Research Interests: Plant Reproductive Development, Gamete Identity and Function, Cell-Cell Communication

Dr. Boavida’s lab investigates the cellular and molecular mechanisms that regulate cell-cell recognition in plant fertilization. Fertilization is defined by the fusion of two haploid sex cells or gametes, the sperm and egg, which produce a diploid zygote that initiates a very sophisticated developmental program. However, this definition of fertilization does not capture the full scope of important cellular events that evolved as a hallmark of flowering plants: the occurrence of two separate gametic fusions (double fertilization). In addition to the sperm-egg cell fusion, a second sperm fuse with a sister female gamete, the central cell to produce the endosperm whose function is to nurture the developing embryo within the seed. This means that flowering plants likely evolved a new signal transduction machinery to ensure a robust recognition between male and female gametes. In this context is important that we address the following questions: which molecular factors mediate gamete interactions? Is there molecular specificity for the two distinct fusion events? Do these factors perform specific functions in recognition, activation, adhesion, and/or fusion of the gametes? What is the interplay between gamete recognition events and downstream signaling pathways leading to seed development? Are these factors, species–specific?

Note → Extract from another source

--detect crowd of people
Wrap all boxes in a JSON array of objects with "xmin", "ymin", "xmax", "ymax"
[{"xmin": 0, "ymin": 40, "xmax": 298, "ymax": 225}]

We are now focused on the functions of scaffolding proteins and other transmembrane partners that have been recently identified as mediators of gamete interactions. Our aim is to build a comprehensive “fertilization interactome” that will allow us not only to have a better understanding of gamete factors and signaling pathways controlling plant gamete interactions but also to quiz the network concerning evolutionary aspects of the fertilization process and other important biological processes such as speciation, avoidance of inbreeding, hybridization or prevention of polyspermy.